There were 614 households, out of which 34.5% had children under the age of 18 living with them, 65.5% were married couples living together, 5.0% had a female householder with no husband present, and 25.7% were non-families. 20.2% of all households were made up of individuals, and 3.7% had someone living alone who was 65 years of age or older. The average household size was 2.52 and the average family size was 2.90.

In the city, the population was spread out, with 24.8% under the age of 18, 4.7% from 18 to 24, 27.8% from 25 to 44, 33.9% from 45 to 64, and 8.8% who were 65 years of age or older. The median age was 41 years. For every 100 females, there were 104.1 males. For every 100 females age 18 and over, there were 103.7 males.
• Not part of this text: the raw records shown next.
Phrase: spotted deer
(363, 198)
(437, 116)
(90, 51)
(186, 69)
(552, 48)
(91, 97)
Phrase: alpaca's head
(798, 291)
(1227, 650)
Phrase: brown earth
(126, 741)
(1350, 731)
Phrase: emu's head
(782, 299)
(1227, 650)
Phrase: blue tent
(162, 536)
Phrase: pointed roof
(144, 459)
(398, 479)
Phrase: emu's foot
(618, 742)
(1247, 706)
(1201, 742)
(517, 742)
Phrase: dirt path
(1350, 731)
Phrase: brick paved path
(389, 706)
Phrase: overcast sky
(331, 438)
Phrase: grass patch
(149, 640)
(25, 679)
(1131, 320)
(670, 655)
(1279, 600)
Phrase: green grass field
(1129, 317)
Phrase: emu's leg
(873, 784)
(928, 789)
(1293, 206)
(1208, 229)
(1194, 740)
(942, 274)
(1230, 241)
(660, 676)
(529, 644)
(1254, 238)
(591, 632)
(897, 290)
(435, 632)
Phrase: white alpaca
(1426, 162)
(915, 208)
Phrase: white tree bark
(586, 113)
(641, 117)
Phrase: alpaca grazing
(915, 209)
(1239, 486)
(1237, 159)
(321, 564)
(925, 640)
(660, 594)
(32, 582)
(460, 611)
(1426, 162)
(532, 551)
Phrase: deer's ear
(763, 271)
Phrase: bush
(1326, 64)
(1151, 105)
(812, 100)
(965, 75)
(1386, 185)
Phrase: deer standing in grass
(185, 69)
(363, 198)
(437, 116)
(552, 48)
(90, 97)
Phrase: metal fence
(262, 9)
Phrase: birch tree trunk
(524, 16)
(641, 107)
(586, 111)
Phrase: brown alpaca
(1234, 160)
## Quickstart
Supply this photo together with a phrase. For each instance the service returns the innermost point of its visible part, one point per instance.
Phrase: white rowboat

The median income for a household in the city was $84,879, and the median income for a family was $90,783. Males had a median income of $69,375 versus $41,328 for females. The per capita income for the city was $50,825. About 1.9% of families and 2.2% of the population were below the poverty line, including 2.1% of those under age 18 and 1.5% of those age 65 or over.

==Politics==

2020 Precinct Results Spreadsheet
| Year | Republican | Democratic | Third parties |
|---|---|---|---|
| 2024 | 45.8% 525 | 50.9% 583 | 3.3% 38 |
| 2020 | 46.5% 530 | 51.6% 588 | 1.9% 22 |
| 2016 | 46.1% 478 | 45.1% 468 | 8.8% 92 |
| 2012 | 57.5% 608 | 40.4% 427 | 2.1% 23 |
| 2008 | 54.0% 552 | 44.8% 458 | 1.2% 12 |
| 2004 | 56.6% 597 | 42.2% 445 | 1.2% 12 |
| 2000 | 56.2% 578 | 36.7% 378 | 7.1% 73 |

==Sports==
As of 2017, the latest champion of the USA Rink Bandy League is Tonka Bay Bombers.